I just watched the movie, I'm Reed Fish, and I thought it was an amazing movie. There were so many thoughts, ideas, etc., that crossed my mind. We live and move in our crazy lives, especially being Americans with our incessant business, our schools, and yet we forget why we do what we do. We simply come to realize that realization is simply not in the cards of finding ourselves. We become what Descartes called an empty machine. We do what we do, yet we don't know why.
After that, I began to think of other parcels of my life. I began to think of my past. I thought about redemption. Now I don't mean of that kind of divine recollection or penance. I mean that unique union with friends and family. (It's funny what movies can do in their powerful voices.) I began to think of friendships I quit. I also remembered of an old relationship I used to have. I wish I could have ended things better. I wish I would have stayed her friend. (I miss her so much.) The movie, like I said, was an inspiration. I can't stop thinking of the melancholy it infuses.
It also helped me think about the worrisome attribute that I constantly succumb to. I thought about my all-too-rationalistic mind. I think too much—in that I know I am no skeptic. It helped me see into the basis for such questioning and inquisition (and I'm speaking of the Spanish Inquisition either). Sometimes I just need to let it go—my mind. I know this may seem like frantic worry or some sort of neurotic psychosis. OK, maybe I'm being a bit paranoid. But still. My mind works like clock-work, it never stops. I worry about the way I put things together. For instance, I was reading in my Lit book for English about this guy names Funes. He was an obsessed memorious (ironically the article was called "Funes the Memorious"). If ever there was a clinical term—and I don't doubt there is—I'm sure he would fit it.

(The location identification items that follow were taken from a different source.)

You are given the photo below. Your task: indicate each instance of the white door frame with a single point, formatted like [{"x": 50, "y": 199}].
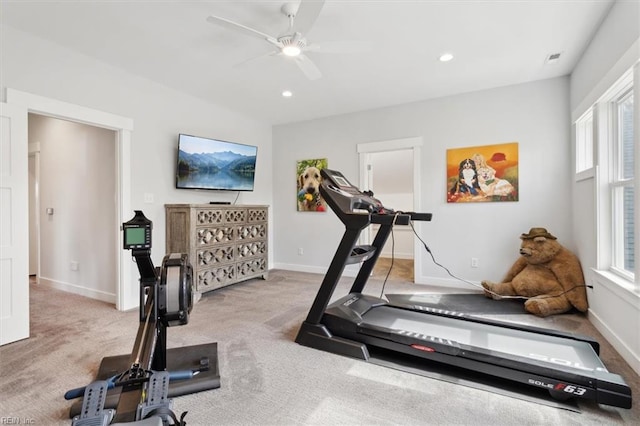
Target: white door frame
[
  {"x": 415, "y": 145},
  {"x": 34, "y": 151},
  {"x": 14, "y": 232},
  {"x": 126, "y": 292}
]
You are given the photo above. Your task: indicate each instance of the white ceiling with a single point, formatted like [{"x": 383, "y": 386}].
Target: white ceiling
[{"x": 495, "y": 43}]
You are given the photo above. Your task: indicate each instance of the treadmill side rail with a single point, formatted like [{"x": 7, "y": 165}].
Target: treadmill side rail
[{"x": 319, "y": 337}]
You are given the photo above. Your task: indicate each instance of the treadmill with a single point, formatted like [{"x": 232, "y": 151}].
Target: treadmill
[{"x": 362, "y": 326}]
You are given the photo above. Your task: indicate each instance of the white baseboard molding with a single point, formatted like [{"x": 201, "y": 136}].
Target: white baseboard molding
[
  {"x": 349, "y": 270},
  {"x": 618, "y": 344},
  {"x": 396, "y": 255},
  {"x": 79, "y": 290}
]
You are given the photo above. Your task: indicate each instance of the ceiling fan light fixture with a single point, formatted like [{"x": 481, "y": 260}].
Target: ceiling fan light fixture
[{"x": 291, "y": 50}]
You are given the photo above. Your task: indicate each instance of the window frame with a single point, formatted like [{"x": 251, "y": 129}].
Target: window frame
[{"x": 608, "y": 180}]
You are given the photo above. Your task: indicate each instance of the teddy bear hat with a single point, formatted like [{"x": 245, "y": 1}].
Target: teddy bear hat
[{"x": 537, "y": 232}]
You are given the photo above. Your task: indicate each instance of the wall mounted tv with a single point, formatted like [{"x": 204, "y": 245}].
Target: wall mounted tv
[{"x": 205, "y": 163}]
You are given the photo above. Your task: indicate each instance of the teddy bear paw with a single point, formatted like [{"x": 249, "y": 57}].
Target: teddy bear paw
[{"x": 488, "y": 285}]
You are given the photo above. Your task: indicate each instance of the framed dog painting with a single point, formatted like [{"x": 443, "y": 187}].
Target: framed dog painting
[
  {"x": 308, "y": 196},
  {"x": 482, "y": 173}
]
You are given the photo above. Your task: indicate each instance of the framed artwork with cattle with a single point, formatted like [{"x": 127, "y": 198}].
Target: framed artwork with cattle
[{"x": 487, "y": 173}]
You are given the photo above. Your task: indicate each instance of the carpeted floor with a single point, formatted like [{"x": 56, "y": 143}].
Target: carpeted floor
[{"x": 266, "y": 378}]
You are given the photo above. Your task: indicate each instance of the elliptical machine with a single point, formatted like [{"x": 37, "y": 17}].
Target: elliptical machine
[{"x": 136, "y": 388}]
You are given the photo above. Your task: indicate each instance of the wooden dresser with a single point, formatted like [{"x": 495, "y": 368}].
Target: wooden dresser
[{"x": 226, "y": 243}]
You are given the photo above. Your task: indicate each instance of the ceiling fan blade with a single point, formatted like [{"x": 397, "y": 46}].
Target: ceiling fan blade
[
  {"x": 224, "y": 22},
  {"x": 256, "y": 58},
  {"x": 344, "y": 46},
  {"x": 307, "y": 66},
  {"x": 307, "y": 14}
]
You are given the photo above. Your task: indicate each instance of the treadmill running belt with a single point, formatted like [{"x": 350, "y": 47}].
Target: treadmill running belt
[
  {"x": 502, "y": 342},
  {"x": 469, "y": 303},
  {"x": 459, "y": 376}
]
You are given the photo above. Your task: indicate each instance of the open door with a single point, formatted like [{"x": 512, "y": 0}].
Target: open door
[{"x": 14, "y": 226}]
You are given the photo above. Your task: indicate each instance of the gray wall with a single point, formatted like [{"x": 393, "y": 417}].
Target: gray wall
[
  {"x": 536, "y": 115},
  {"x": 613, "y": 50},
  {"x": 37, "y": 66}
]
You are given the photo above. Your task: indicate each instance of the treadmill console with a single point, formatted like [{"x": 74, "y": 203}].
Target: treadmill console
[{"x": 348, "y": 196}]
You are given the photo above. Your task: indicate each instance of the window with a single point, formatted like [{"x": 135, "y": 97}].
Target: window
[
  {"x": 622, "y": 184},
  {"x": 609, "y": 127},
  {"x": 584, "y": 142}
]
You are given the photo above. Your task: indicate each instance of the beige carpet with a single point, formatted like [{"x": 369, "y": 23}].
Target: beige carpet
[{"x": 266, "y": 378}]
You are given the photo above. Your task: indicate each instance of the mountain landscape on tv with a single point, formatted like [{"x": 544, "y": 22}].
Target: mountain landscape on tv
[{"x": 218, "y": 170}]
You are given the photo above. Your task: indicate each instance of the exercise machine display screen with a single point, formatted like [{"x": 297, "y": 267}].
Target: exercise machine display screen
[
  {"x": 137, "y": 232},
  {"x": 135, "y": 237}
]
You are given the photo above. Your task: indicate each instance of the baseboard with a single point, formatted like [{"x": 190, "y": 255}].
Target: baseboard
[
  {"x": 349, "y": 271},
  {"x": 79, "y": 290},
  {"x": 618, "y": 344}
]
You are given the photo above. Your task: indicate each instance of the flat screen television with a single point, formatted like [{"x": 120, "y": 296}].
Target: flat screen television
[{"x": 205, "y": 163}]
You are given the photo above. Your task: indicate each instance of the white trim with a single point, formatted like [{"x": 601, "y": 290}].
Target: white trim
[
  {"x": 349, "y": 271},
  {"x": 586, "y": 174},
  {"x": 76, "y": 289},
  {"x": 34, "y": 150},
  {"x": 126, "y": 292},
  {"x": 414, "y": 144},
  {"x": 626, "y": 61},
  {"x": 389, "y": 145}
]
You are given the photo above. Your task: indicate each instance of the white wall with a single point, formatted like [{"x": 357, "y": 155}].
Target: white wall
[
  {"x": 536, "y": 115},
  {"x": 613, "y": 50},
  {"x": 34, "y": 65},
  {"x": 77, "y": 181}
]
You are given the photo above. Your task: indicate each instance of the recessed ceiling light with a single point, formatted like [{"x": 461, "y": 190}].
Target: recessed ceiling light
[{"x": 553, "y": 57}]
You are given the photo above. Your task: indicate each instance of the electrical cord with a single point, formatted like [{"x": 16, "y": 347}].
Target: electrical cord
[
  {"x": 480, "y": 286},
  {"x": 393, "y": 250}
]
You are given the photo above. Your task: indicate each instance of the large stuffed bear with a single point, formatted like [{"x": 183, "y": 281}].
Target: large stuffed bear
[{"x": 547, "y": 274}]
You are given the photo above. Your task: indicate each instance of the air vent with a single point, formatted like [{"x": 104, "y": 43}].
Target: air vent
[{"x": 553, "y": 57}]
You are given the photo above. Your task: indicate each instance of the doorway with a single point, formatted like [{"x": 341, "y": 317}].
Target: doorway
[
  {"x": 72, "y": 170},
  {"x": 391, "y": 170},
  {"x": 126, "y": 292}
]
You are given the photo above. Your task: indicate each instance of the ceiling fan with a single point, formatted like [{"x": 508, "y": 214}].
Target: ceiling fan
[{"x": 292, "y": 43}]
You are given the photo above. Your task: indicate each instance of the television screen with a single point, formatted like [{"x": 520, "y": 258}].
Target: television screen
[{"x": 205, "y": 163}]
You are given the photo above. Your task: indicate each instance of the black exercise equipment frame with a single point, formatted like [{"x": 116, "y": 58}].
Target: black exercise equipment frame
[
  {"x": 340, "y": 327},
  {"x": 194, "y": 368}
]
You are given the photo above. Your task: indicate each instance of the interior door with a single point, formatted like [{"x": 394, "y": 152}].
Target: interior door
[{"x": 14, "y": 227}]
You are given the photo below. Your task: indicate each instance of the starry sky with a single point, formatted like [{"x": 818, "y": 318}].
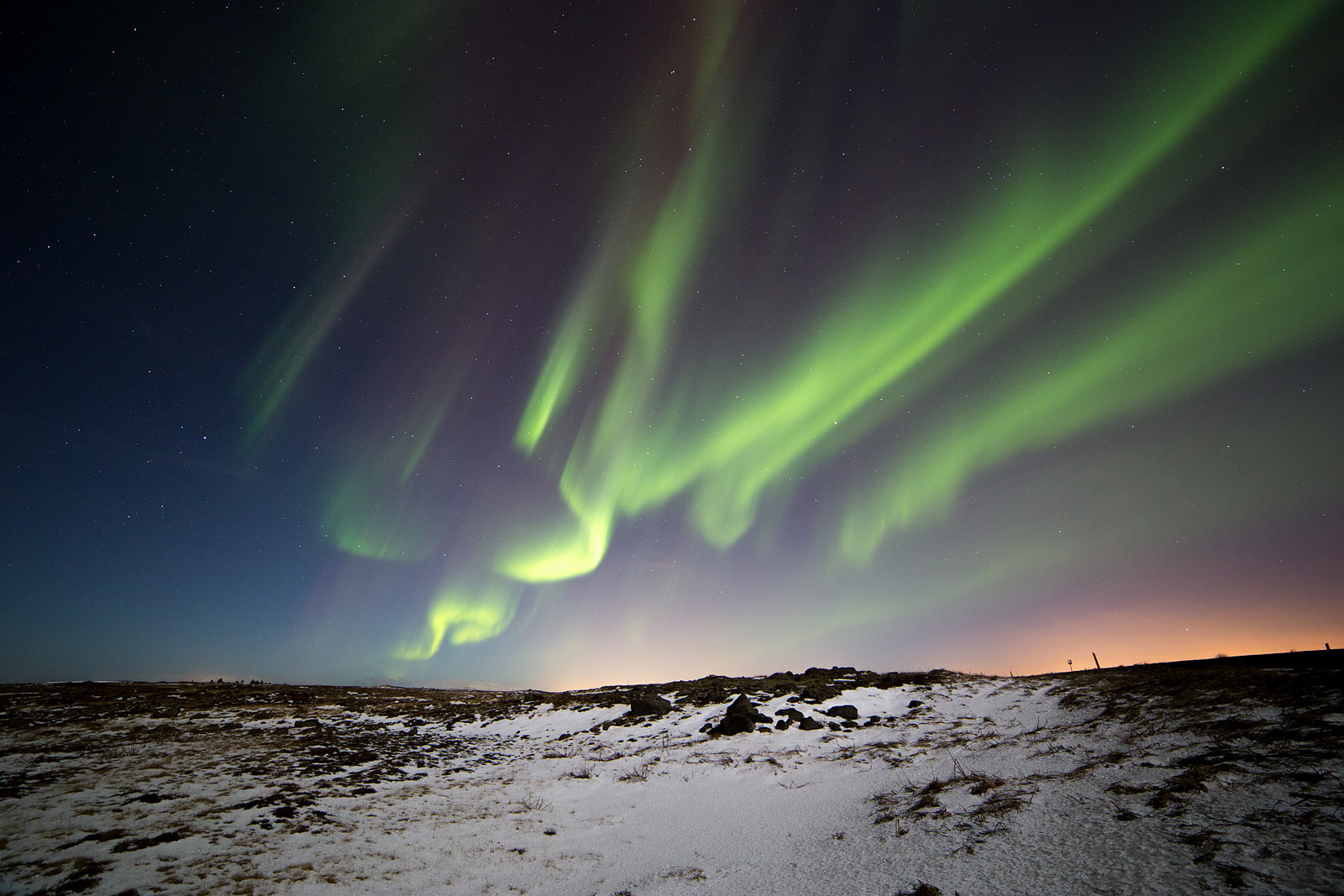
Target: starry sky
[{"x": 562, "y": 344}]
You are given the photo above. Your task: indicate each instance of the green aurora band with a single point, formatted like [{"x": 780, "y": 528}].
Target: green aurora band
[
  {"x": 895, "y": 320},
  {"x": 640, "y": 454}
]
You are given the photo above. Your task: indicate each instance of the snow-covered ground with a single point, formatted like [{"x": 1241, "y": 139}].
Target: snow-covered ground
[{"x": 1151, "y": 779}]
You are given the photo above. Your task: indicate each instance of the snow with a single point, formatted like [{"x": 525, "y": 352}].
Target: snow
[{"x": 1059, "y": 785}]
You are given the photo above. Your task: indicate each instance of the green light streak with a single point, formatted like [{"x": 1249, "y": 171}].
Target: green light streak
[
  {"x": 1250, "y": 297},
  {"x": 894, "y": 318},
  {"x": 652, "y": 288},
  {"x": 461, "y": 616}
]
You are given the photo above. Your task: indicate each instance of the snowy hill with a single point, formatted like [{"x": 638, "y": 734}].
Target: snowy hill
[{"x": 1160, "y": 779}]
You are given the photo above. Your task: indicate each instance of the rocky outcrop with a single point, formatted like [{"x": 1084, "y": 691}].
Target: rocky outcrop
[
  {"x": 743, "y": 716},
  {"x": 644, "y": 705}
]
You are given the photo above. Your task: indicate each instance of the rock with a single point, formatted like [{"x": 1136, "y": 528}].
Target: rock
[
  {"x": 743, "y": 716},
  {"x": 648, "y": 705},
  {"x": 819, "y": 692}
]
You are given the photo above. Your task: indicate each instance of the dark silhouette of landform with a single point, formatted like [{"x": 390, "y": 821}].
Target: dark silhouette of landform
[{"x": 1222, "y": 773}]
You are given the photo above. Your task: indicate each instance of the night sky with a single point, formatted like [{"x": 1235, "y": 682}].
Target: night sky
[{"x": 546, "y": 344}]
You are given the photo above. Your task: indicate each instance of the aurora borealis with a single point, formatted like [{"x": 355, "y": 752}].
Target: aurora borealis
[{"x": 557, "y": 345}]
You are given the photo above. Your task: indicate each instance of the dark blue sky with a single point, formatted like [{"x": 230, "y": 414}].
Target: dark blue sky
[{"x": 734, "y": 338}]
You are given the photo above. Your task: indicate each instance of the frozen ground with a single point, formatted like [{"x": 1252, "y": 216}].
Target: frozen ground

And there was also this other I saw before I clambered to this on Netflix. I saw the movie The OC. The reason I saw this was due to the artist Schuyler Fisk (she plays guitar). She was in both movies. Although I saw this one on iTunes, it was still a great movie. (iTunes has the sad video quality that Netflix doesn't have to deal with.) I believe if I hadn't perused her, I might have gone to sleep. Maybe there was some nostalgic feeling I wanted to recollect in watching her acting. It was amazing, I thought.
Depression is a good emotion. It makes you think of the loneliest emotion you usually never muse in, even in a fuddled state.